The Public Option Is No Option

In his address before Congress tonight, President Obama has little choice but to continue expressing support for a new government-run health program. The most vocal support for his health-reform agenda is coming from labor unions, which have threatened to walk away if the public-plan option is yanked from the bill.

This creates an impossible Catch-22. The public plan has become a lightning-rod issue that signals the Left’s agenda of expanded government control over our health sector; without it, the president loses his base of support for passage. But after witnessing their constituents’ outrage over the last five weeks, conservative Democrats in Congress recognize that their own reelection could be in jeopardy next year if they support a bill that contains a public plan.

The president must walk a fine, fine line — perhaps a non-existent line — in his speech tonight. Expect him to say that he supports the public plan, but he will not wave a pen and threaten to veto a bill that doesn’t contain it.

Even without a public plan, though, the legislation before Congress would send us down the same path. Our health sector is on a precipice, with government programs financing nearly half of all health care today. The reform proposals pending in Congress would leave the private health sector in place in name only.

The changes that H.R. 3200 and the Senate committee bills propose would very quickly send us down the path of government control over the rest of our health sector. Insurance providers would become little more than regulated utilities, and health plans, employers, and individuals would be forced to follow tens of thousands of pages of government regulations that would dictate what their insurance must cover, how much they must pay, and how care will or will not be delivered.
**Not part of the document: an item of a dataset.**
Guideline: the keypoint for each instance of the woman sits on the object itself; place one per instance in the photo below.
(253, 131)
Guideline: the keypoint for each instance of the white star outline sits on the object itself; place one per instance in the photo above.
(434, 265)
While the legislation may not lead to government ownership of our health sector, it certainly would quickly lead to government control. The American people understand this and are telling their elected representatives as loudly as they know how that they do not want this. They are studying the facts for themselves and are not being fooled by rhetoric.
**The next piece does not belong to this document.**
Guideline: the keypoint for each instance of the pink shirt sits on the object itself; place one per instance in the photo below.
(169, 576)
The Republican response to the president’s speech tonight presents a huge opportunity for members to show the American people that they have heard what their constituents have been saying during town-hall meetings across the country. The people clearly do not want one big health-reform bill that would make too many changes too fast — whether it is offered by Democrats or Republicans. That scares people.

Instead of one alternative big bill, conservatives should propose a Health Care Freedom Contract, with a list of the policy changes that their constituents have told them they support. They should make a list of the changes, such as medical-malpractice reform, new funding and incentives for states to create safety nets for those with pre-existing conditions, cross-state purchasing of health insurance, making sure that any health-reform law also applies to members of Congress, affordability credits, etc.

Then conservatives can tell the American people they will take a step-by-step approach to reform in a fully transparent process, making sure citizens are consulted and engaged in the discussion as a number of different, smaller bills are presented and considered.

This would send a positive message that would resonate with the American people. Finally, and all too rarely where the federal government is involved, they would see that someone is listening to them.